The group suggested that excess production of glucocorticoid hormones in expecting mothers with depression or anxiety could potentially impact fetal development of the hypothalamus-pituitary-adrenal axis, and contribute to respiratory issues. Glucocorticoid-regulated genes are key to fetal lung development, especially during the first and second trimesters of pregnancy. Any disruption in this process could lead to developmental adaptations of the lungs and, hence, altered lung function. Maternal psychological distress has previously been found to be associated with wheezing and asthma in preschool kids, suggesting that intrauterine mechanisms could play a role in lung growth and asthma. However, the researchers stated that few studies have examined risk of asthma in later childhood.

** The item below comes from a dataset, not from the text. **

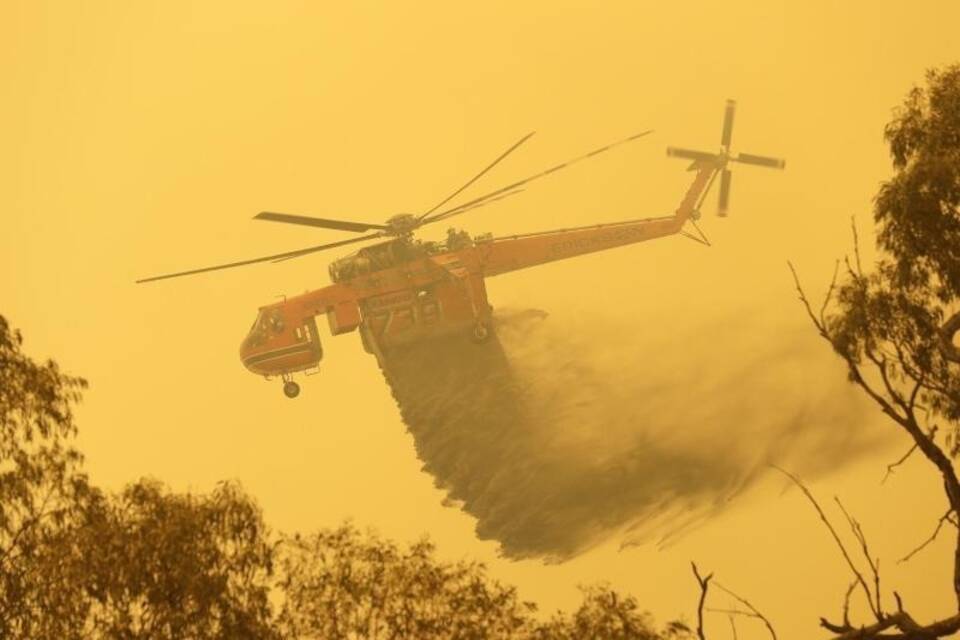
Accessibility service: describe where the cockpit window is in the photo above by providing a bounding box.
[243,309,282,349]
[267,309,285,334]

Researchers used the Brief Symptom Inventory, a self-reported questionnaire that covers psychological distresses, to measure maternal and paternal psychological distress during the second trimester and 3 years after pregnancy. In addition, maternal distress was assessed during the s2 & 6 month after pregnancy. Lung function was measured in children at 10 years via a spirometry test, and asthma was identified by questionnaire. There were 4,231 children in the study. Of all parents included, around 9% of mothers and 4% of fathers reported psychological distress. More than 200 children (5.9%) had asthma. Only maternal depressive symptoms during pregnancy were linked to a lower forced expiratory volume in 1 second and lower forced vital capacity in their children.

The researchers stated that these associations were independent of paternal psychological distress during and after pregnancy, as well as maternal psychological distress after pregnancy. However, associations were strongest for mothers who experienced depression and anxiety both during and after their pregnancy.